L’inverno demografico in Italia
Venendo al nostro Paese, secondo il rapporto recentemente pubblicato da Unioncamere, entro il 2028 nel nostro paese serviranno oltre 3 milioni di lavoratori. La maggiore necessità è data, secondo il rapporto, dal pensionamento dei baby boomer; si stima, infatti, che andranno in pensione entro il 2028 circa 2,9 milioni di lavoratori.
Quali sono le sfide del futuro?
Tre sfide principali attendono non solo il nostro Paese, ma tutto l’occidente:
Adeguamento del sistema formativo alla reale richiesta di lavoro: dalle previsioni avremo necessità non solo di laureati, ma il 48% del fabbisogno di lavoro riguarda figure in possesso di formazione secondaria tecnico-professionale;
Sfruttare l’intelligenza artificiale, come integrazione dell’attività lavorativa, automatizzando i processi produttivi;
Cambiare visione sull’immigrazione, che da emergenza deve diventare opportunità.

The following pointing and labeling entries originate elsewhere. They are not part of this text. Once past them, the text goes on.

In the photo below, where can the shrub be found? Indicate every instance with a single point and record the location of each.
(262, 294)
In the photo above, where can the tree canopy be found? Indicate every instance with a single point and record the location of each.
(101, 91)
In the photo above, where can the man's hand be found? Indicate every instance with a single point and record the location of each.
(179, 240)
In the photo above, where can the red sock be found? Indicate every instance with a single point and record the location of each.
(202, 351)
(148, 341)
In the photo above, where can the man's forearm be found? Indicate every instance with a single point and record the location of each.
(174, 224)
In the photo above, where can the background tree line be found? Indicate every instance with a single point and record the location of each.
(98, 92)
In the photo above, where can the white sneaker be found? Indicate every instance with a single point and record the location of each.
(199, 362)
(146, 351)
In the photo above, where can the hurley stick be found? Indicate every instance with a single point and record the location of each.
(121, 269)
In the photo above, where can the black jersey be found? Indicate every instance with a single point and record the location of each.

Quest’ultimo punto, in particolare, è quello che richiede anche culturalmente un cambio di rotta; dopo anni di messaggi negativi sull’immigrazione e politiche poco efficaci, è arrivato il momento di cambiare il passo, di inserire i migranti in percorsi di vera integrazione, per colmare il gap di forza lavoro che affligge tutti i paesi occidentali a causa delle dinamiche demografiche.